La “Sinfonía Nº 1 en do menor”  Op.4 fue compuesta entre los años 1889 y 1890. Son los años de estudio con Vincent d’Indy, quién revisó personalmente la obra. Magnand en correspondencia la dedicó a su maestro.

El primer movimiento strepitoso contiene dos temas contrastados. El primero abrupto y un segundo más melódico. Durante el desarrollo usa el contrapunto para unir elementos de ambos temas. En la reexposición el primer tema llega a su clímax. Después de la repetición del segundo tema, termina con una coda en pianissimo con el motivo del primer tema.

El segundo movimiento religioso, largo, se presenta en forma de coral con variaciones, como si se tratara de una plegaria. La serenidad inicial se vuelve más dramática en su continuación. El acompañamiento del arpa le proporciona una nota wagneriana. Termina con la repetición del coral inicial con la adición de notas sostenidas por la cuerda.

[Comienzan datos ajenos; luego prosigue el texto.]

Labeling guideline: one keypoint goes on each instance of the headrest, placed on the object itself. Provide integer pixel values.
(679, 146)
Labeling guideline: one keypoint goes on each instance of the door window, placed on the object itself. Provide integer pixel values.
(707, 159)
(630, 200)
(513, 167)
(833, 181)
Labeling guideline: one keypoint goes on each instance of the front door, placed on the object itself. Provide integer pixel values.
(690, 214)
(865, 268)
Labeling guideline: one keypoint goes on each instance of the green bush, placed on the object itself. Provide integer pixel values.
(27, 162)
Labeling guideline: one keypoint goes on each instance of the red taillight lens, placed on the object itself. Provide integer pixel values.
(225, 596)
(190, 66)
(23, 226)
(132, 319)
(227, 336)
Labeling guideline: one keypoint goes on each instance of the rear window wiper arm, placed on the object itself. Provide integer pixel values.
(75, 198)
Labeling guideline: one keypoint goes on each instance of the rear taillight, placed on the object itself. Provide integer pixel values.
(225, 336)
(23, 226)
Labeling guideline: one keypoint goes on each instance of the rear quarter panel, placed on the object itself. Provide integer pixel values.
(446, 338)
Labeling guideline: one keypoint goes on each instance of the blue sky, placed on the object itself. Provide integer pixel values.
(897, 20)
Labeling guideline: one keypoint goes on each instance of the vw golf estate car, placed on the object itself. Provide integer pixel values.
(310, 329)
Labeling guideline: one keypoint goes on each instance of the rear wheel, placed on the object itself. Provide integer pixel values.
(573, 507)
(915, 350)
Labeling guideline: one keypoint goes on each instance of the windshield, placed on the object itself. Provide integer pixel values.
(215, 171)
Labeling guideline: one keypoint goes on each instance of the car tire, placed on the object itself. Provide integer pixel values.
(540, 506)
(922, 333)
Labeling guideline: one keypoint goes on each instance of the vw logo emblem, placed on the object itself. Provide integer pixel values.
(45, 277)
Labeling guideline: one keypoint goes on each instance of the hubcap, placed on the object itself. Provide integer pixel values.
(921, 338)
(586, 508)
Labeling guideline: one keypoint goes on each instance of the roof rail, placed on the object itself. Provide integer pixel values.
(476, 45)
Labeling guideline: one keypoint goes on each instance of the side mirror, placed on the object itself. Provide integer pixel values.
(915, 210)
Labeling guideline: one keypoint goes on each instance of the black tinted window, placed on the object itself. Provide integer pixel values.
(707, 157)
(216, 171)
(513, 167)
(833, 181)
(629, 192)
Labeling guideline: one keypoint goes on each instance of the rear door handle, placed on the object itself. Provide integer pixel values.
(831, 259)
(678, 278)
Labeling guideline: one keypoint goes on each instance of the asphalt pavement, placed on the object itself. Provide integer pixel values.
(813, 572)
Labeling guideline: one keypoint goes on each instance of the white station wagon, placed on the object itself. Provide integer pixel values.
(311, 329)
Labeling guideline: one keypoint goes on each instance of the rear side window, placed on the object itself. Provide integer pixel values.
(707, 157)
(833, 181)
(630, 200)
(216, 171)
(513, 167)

El presto corresponde al scherzo de la obra. De un carácter fuertemente rítmico, con agresivas distorsiones del tema del primer movimiento, posee un breve trío de carácter más o menos bucólico interpretado por la flauta y más tarde por el oboe. Luego retorna la primera parte concluyendo el movimiento.

El movimiento final, molto energico, nos presenta temas de los movimientos precedentes, utilizando variadas formas contrapuntísticas. Así empieza con un recuerdo sincopado del primer tema del movimiento inicial. Un episodio para las cuerdas agudas se muestra muy original para la época en que fue escrito. Luego encontramos una fanfarria del metal seguida de un episodio más caluroso en las violas. Reaparece también el tema del coral del segundo movimiento en la parte final. Este tema se combina en contrapunto, con el tema inicial de la sinfonía en la explosiva coda.